I would LOVE critique. I'm fully aware how terrible this is 

I have no idea how to paint or what I'm doing. I've never seriously tried to complete a painting in my life until now.

I really want to learn how to paint, so I thought it would be interesting to see how much I can improve in 100 hours.

I'm only going to be focusing on painting landscapes using acrylics.

I've ordered

"Guide to landscape painting" - J.F Carlson
"Landscape painting inside and out" - Kevin MacPherson
"Color and light" - James Gurney

but they haven't arrived yet.

So I'm going to log each hour of painting and hopefully there will be a gradual improvement!
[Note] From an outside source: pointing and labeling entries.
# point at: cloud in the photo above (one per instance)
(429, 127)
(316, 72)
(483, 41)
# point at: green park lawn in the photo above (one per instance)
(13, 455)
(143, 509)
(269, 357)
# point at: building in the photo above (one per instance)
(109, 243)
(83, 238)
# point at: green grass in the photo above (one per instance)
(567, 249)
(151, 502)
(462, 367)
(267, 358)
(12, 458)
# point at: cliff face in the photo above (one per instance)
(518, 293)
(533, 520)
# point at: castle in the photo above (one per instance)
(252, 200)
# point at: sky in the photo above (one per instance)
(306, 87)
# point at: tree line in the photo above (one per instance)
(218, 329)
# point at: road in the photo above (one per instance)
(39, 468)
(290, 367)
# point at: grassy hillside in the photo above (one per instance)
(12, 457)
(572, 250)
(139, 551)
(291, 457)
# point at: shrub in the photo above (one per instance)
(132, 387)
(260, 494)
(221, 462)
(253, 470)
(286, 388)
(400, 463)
I'm not expecting to be amazing at the end of it all, just better than I am now.

If anyone has any recommendations I am in desperate need of them!

Here is the reference photo I used (with clarity wayyyy down because I thought a blurred photo might be simpler to paint)

http://imgur.com/jG4cfiD


----------



## nenuiopal (Jun 23, 2014)

You have great depth. 
it seems like you're able to flesh out the setting pretty nicely, now all you have to do it round it off. .. .the pathway, see how it curves up to the height of the forest floor..? that. when you work on it, it is really going to strike up the depth perception. just the grass even. and sunlight, but don't worry about that now. layers....

You are an artist already, honestly. I don't think you need anyone to `teach' you how your style is.. figure it out. call it 100 hours of "I don't mind the outcome" (harder than it sounds) Although always be on the lookout for new techniques. to tie in to your artwork. 
All you got to do is trust in yourself, Believe in yourself, listen to something you actually truly enjoy while painting and forget about time. when you're painting there is no time. time does not exist. Layer layer layer layers. I'm still learning myself. don't be afraid of water or mixing colours. Experiment _!_

Oh, today I happened upon this video.. it's long so you don't have to watch the whole thing, but if you skip in small increments I think you'll see why I linked it. the beginning situation is similar & it turns out fabulous 

http://www.youtube.com/watch?v=5VMVdeZiBtI


----------